Over the past decade, significant breakthroughs in speech synthesis have emerged, driven by the development of neural networks and end-to-end modeling. Last year, Microsoft introduced VALL-E, a neural codec language model capable of synthesizing high-quality personalized speech from just a 3-second recording of an unseen speaker. This model notably outperformed the state-of-the-art zero-shot text-to-speech (TTS) systems at the time.

Building on this progress, in a recent new paper VALL-E 2: Neural Codec Language Models are Human Parity Zero-Shot Text to Speech Synthesizers, a Microsoft research team presents VALL-E 2, the latest advancement in neural codec language models.
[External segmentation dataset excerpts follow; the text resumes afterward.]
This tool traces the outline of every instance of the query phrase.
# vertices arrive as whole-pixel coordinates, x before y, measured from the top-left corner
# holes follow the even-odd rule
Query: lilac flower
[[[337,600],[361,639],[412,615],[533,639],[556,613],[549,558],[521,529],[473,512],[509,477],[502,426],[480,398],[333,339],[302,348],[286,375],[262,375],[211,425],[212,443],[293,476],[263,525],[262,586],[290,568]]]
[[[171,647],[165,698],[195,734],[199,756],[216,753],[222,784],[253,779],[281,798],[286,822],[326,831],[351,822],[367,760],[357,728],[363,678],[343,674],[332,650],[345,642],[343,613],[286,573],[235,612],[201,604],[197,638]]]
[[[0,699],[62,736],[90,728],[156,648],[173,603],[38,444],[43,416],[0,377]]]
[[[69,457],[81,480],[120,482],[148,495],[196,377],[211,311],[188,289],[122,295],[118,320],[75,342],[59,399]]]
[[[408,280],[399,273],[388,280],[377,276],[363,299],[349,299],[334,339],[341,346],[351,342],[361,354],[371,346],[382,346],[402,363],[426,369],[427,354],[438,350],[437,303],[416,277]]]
This innovation marks a milestone in zero-shot TTS synthesis by achieving human parity for the first time.

VALL-E 2, an evolution of its predecessor, employs a neural codec language modeling method for speech synthesis and introduces two significant enhancements: repetition-aware sampling and grouped code modeling.

Repetition-aware sampling improves upon the random sampling used in VALL-E by adaptively choosing either random or nucleus sampling for each time step token prediction. This decision is based on the token repetition in the decoding history, enhancing the stability of the decoding process and preventing the infinite loop issue encountered in VALL-E.

Grouped code modeling divides the codec codes into groups, each modeled in a single frame during the autoregressive (AR) modeling process. This approach accelerates inference by reducing sequence length and improves performance by addressing the long context modeling problem.

Notably, VALL-E 2 requires only simple utterance-wise speech-transcription pair data for training, greatly simplifying the data collection and processing. This advancement facilitates potential scalability and streamlines the training process.

Experiments on the LibriSpeech and VCTK datasets demonstrate that VALL-E 2 surpasses previous systems in terms of speech robustness, naturalness, and speaker similarity. It is the first model to achieve human parity on these benchmarks. Furthermore, VALL-E 2 consistently synthesizes high-quality speech, even for sentences that are complex or contain repetitive phrases.